Define clear queries. Information retrieval systems work best when phrases are standardized to identify the most relevant documents.
Apply disambiguation. Use contextual clues to distinguish between different entities with the same name. For example, ensure the system can tell if "Ford" refers to the car manufacturer or a former president.
Use specialized toolkits. Python programmers should look to NLTK for general purposes or Gensim for word embeddings. Beginners often start with Weka software for its entry-level interface.
Common mistakes
Mistake: Using text mining tools on in-copyright works without legal review. Fix: Understand regional laws. For example, [the 2019 Directive on Copyright in the Digital Single Market provides specific exceptions for TDM in the EU, but copyright holders can often opt out] (Kluwer Copyright Blog).
Mistake: Ignoring preprocessing errors. Fix: Verify that tokenization doesn't break meaningful phrases into useless fragments.
Mistake: Assuming text mining and data mining are entirely different. Fix: Treat text mining as a sub-field of data mining that specifically handles the task of bringing structure to unstructured text.
Examples
Investment Prediction: [Online message board mining successfully aids in automatic stock prediction systems by assessing the usefulness of forum posts] (Journal of Computational Science).
Biomedical Research: Researchers use text mining to extract unknown knowledge from clinical records. Tools like GoPubMed and PubGene allow scientists to search and visualize networks of protein interactions.
Security: Government agencies apply text mining to monitor online news and blogs for national security purposes, identifying patterns that may indicate terrorist activities.
Text Mining vs Data Mining
| Category | Text Mining | Data Mining |
|---|---|---|
| Input Source | Unstructured text (emails, articles). | Structured data (databases, spreadsheets). |
| Key Mechanism | Linguistics and NLP. | Statistical discovery and machine learning. |
| Primary Goal | Transforming text into structure. | Finding patterns in existing structures. |
FAQ
What is the difference between text mining and text analytics? The terms are often synonymous. However, text mining traditionally refers to the process of identifying patterns in unstructured data, while text analytics focuses on the application of those findings to business problems. Analytics often involves quantifying the results and using visualization to support decision making.
How does text mining help with spam? Text mining software acts as a filter by determining the characteristics of unwanted messages. It analyzes the text content of emails to identify patterns common in advertisements or malware entry points, excluding them from a user's inbox.
Can text mining identify emotions? Yes, through a sub-field called affective computing. This uses text based approaches to detect mood and emotion in diverse sources, ranging from news stories to children's books and student evaluations.
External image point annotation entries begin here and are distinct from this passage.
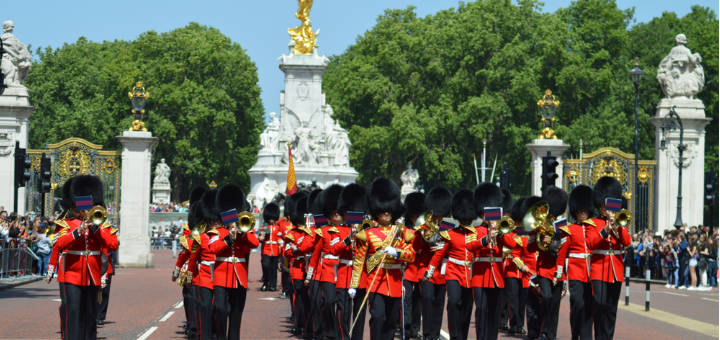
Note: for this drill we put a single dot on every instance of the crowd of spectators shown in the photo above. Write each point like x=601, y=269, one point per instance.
x=686, y=258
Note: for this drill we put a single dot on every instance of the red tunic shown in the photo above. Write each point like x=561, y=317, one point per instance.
x=82, y=262
x=230, y=264
x=606, y=263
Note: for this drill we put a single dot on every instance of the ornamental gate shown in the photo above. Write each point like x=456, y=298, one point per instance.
x=615, y=163
x=71, y=157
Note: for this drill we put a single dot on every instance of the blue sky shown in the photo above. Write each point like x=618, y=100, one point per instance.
x=259, y=26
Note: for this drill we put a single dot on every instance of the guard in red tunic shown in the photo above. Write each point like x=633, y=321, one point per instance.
x=458, y=270
x=299, y=244
x=381, y=250
x=82, y=244
x=429, y=240
x=578, y=265
x=412, y=299
x=270, y=236
x=607, y=241
x=488, y=277
x=202, y=262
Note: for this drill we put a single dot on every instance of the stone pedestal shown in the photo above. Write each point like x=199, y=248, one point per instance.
x=15, y=110
x=134, y=233
x=539, y=149
x=692, y=114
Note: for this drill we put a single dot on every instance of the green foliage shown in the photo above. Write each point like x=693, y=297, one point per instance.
x=204, y=100
x=429, y=90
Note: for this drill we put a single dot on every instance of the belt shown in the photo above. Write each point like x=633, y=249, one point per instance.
x=84, y=252
x=460, y=262
x=232, y=259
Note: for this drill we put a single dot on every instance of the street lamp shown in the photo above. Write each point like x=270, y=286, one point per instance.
x=636, y=74
x=672, y=121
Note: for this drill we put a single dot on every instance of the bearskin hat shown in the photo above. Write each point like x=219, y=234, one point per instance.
x=328, y=198
x=414, y=204
x=271, y=212
x=207, y=207
x=557, y=200
x=230, y=196
x=462, y=206
x=487, y=195
x=83, y=185
x=581, y=198
x=439, y=201
x=607, y=187
x=298, y=207
x=353, y=198
x=385, y=197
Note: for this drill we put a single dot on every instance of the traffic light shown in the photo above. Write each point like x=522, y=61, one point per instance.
x=45, y=174
x=549, y=175
x=22, y=166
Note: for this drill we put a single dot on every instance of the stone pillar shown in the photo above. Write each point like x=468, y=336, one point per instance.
x=15, y=111
x=692, y=114
x=134, y=235
x=539, y=149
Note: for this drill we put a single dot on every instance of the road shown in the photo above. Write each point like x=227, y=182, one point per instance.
x=144, y=303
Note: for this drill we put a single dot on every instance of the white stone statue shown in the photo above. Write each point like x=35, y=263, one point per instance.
x=16, y=59
x=680, y=73
x=162, y=172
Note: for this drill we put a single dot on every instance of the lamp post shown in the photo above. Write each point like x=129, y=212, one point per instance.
x=672, y=121
x=636, y=74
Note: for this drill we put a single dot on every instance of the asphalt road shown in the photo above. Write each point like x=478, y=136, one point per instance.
x=145, y=304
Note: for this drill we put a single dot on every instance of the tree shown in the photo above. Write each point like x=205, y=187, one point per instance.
x=204, y=100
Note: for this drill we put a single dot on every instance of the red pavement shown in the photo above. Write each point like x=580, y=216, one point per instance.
x=144, y=301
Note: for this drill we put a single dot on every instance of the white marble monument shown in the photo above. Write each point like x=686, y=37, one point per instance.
x=15, y=111
x=681, y=78
x=161, y=183
x=134, y=233
x=319, y=145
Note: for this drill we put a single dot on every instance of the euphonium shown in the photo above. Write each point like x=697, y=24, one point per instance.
x=246, y=221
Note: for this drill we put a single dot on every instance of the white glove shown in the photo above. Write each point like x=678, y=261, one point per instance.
x=391, y=251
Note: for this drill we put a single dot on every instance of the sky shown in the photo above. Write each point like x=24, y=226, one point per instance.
x=260, y=27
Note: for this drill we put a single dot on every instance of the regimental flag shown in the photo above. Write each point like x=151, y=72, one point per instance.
x=320, y=220
x=446, y=225
x=559, y=224
x=292, y=181
x=613, y=204
x=354, y=217
x=492, y=213
x=229, y=216
x=83, y=202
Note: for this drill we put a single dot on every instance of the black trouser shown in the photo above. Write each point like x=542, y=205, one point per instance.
x=228, y=303
x=344, y=313
x=533, y=313
x=581, y=302
x=459, y=308
x=301, y=306
x=102, y=306
x=606, y=296
x=269, y=265
x=516, y=297
x=550, y=296
x=203, y=312
x=358, y=315
x=433, y=302
x=384, y=315
x=80, y=304
x=411, y=304
x=188, y=305
x=328, y=313
x=486, y=312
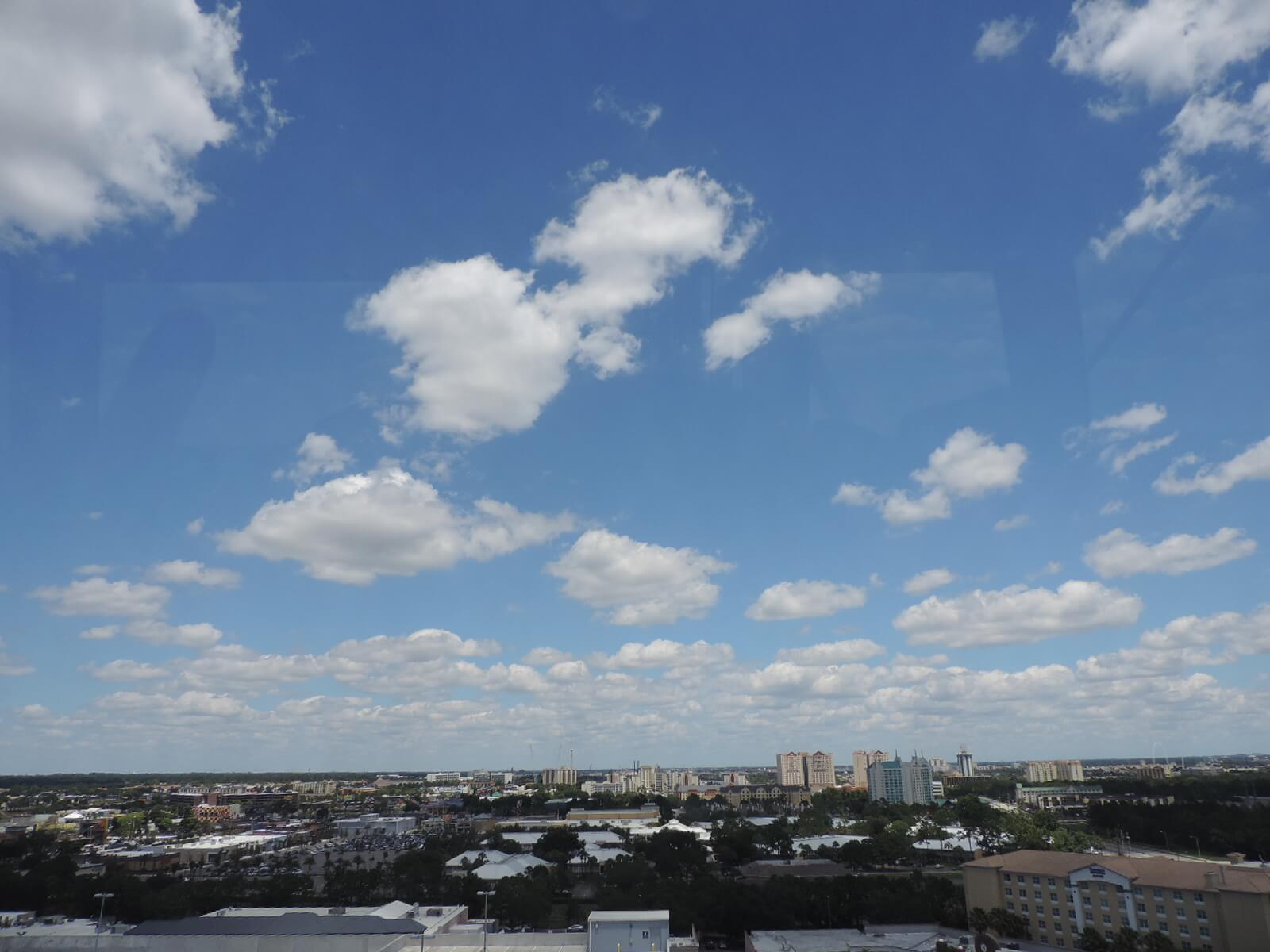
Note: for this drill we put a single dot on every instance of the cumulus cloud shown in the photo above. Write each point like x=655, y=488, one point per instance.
x=1015, y=522
x=929, y=581
x=1214, y=479
x=385, y=522
x=484, y=351
x=318, y=455
x=125, y=670
x=664, y=653
x=1168, y=48
x=1016, y=615
x=806, y=600
x=969, y=465
x=1119, y=552
x=832, y=653
x=12, y=666
x=1174, y=48
x=1003, y=38
x=105, y=114
x=795, y=298
x=97, y=596
x=645, y=116
x=186, y=573
x=638, y=583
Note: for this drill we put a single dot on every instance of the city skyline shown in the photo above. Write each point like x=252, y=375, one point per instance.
x=374, y=395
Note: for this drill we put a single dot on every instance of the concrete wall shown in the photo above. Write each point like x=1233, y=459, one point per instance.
x=632, y=936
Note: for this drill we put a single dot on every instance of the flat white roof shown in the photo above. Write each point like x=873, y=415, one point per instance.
x=619, y=916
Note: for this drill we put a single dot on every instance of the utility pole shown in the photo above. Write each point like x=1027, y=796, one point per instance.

Is text mining legal for everyone? Legal status varies by country. In the United States, text mining is generally viewed as legal under fair use because it is "transformative." In the UK, a 2014 law allows mining for non-commercial research, while Australia lacks a specific exception for TDM in its Copyright Act.
What is Named Entity Recognition (NER)? NER is a technique that uses statistical methods to identify specific entities within a text. It can categorize words as people, organizations, place names, or ticker symbols. For example, it would identify "California" as a location and "Apple" as an organization.